Antonio Carlos Lua
A África já deveria está, há tempos, na ponta da língua dos brasileiros com a inserção do material didático "História e Cultura Afro-Brasileira e Africana" no currículo oficial da Rede de Ensino, em cumprimento à Lei 10639/03.
O material – disponibilizado pela Unesco – foi produzido com o objetivo de despertar o interesse pela literatura africana e, consequentemente, para a leitura dos escritores negros como Machado de Assis, Lima Barreto, Nei Lopes, Muniz Sodré, Paulo Lins, Ana Maria Gonçalves, Abdias do Nascimento, Silviano Santiago e o líder abolicionista Luiz Gama, primeiro escritor brasileiro a se assumir afrodescendente.
A presença do negro na literatura brasileira – escondida em séculos de colonização e eurocentrismo – embranqueceu Machado de Assis, a tal ponto que uma agência de publicidade contratada pela Caixa Econômica Federal ressaltou num comercial supostos traços caucasianos do escritor, que era negro e neto de escravos alforriados.
Carregando nas tintas, a agência de publicidade usou um ator branco para interpretar Machado de Assis na propaganda, onde o escritor aparece embranquecido. Internautas revoltados com o que consideraram racismo protestaram e conseguiram fazer com que a Caixa Econômica retirasse o anúncio do ar.
A verdade é que o Brasil – denominado um país multiétnico – esqueceu deliberadamente dos pioneiros autores negros e pinta até hoje um retrato ambíguo de figuras como a de Machado de Assis, que já foi acusado injustamente de agir com neutralidade na questão abolicionista.
Porém, os textos de Machado de Assis publicados nos vários jornais onde trabalhou como jornalista, contradizem o abstencionismo do romancista de “Memórias Póstumas de Brás Cubas”. O escritor usou 23 pseudônimos nos jornais para atirar petardos nas correntes políticas retrógradas e antiabolicionistas.
Por causa do preconceito racial, Machado de Assis teve acesso limitado ao ensino e se tornou autodidata. Pobre, negro e epilético, enfrentou enormes dificuldades em condições completamente adversas para que se tornasse, ainda em vida, um dos mais célebres escritores brasileiros de todos os tempos.

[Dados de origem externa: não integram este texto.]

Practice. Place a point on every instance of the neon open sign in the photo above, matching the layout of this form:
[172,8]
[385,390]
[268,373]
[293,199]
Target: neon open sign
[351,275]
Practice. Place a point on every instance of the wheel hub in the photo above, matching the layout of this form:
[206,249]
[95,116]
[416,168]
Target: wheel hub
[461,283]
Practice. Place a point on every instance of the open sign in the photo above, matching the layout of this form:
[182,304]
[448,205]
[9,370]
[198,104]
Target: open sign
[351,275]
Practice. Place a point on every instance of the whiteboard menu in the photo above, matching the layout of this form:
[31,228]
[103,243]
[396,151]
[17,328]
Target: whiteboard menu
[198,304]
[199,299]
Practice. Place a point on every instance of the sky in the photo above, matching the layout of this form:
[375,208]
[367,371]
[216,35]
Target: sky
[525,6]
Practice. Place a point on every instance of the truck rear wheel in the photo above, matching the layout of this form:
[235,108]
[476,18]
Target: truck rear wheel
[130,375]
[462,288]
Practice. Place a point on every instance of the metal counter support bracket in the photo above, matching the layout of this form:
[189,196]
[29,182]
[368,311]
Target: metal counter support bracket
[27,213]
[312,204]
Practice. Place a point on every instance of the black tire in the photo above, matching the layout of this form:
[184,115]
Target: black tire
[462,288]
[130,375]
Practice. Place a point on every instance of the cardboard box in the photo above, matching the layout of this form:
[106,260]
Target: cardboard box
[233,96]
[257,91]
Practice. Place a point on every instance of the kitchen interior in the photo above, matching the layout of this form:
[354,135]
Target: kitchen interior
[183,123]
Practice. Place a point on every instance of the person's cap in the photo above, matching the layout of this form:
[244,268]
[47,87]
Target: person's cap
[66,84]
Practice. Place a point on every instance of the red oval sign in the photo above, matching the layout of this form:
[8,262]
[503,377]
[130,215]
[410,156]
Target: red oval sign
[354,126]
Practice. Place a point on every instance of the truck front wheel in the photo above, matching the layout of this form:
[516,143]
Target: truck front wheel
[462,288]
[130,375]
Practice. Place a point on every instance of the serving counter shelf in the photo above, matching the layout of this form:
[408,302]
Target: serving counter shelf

O embranquecimento do bruxo de Cosme Velho fazia parte do silencioso projeto de genocídio do negro brasileiro que viria a ser denunciado pelo escritor Abdias do Nascimento, morto em maio de 2011, nadando contra a corrente do rio da mestiçagem de Gilberto Freyre, que camuflou a memória do passado africano e negou a alteridade dos afrodescendentes.
Nenhum país passa pela escravidão impunemente. Autores como Lima Barreto e Machado de Assis pagaram caro por isso. Lima Barreto, por exemplo, sofreu discriminação racial e era considerado um autor de subúrbio. Foi acusado de tudo, inclusive de desleixo verbal e falta de profundidade psicológica.
Negro num Brasil eugênico, Lima Barreto testemunhou, aos 7 anos, a abolição da escravatura, mas morreu, aos 41 anos – meses depois da Semana de Arte Moderna – dependente de álcool e deprimido, após ser internado por diversas vezes em clínicas psiquiátricas.
Muito se fala do seu livro “Triste Fim de Policarpo Quaresma”, mas, seis anos antes, em “Recordações do Escrivão Isaías Caminha”, Lima Barreto já denunciava a hipocrisia da sociedade brasileira, que relegou os negros ao campo dos subalternos. Ele combateu energicamente o mito da escravidão benigna, que de benigna não tinha nada.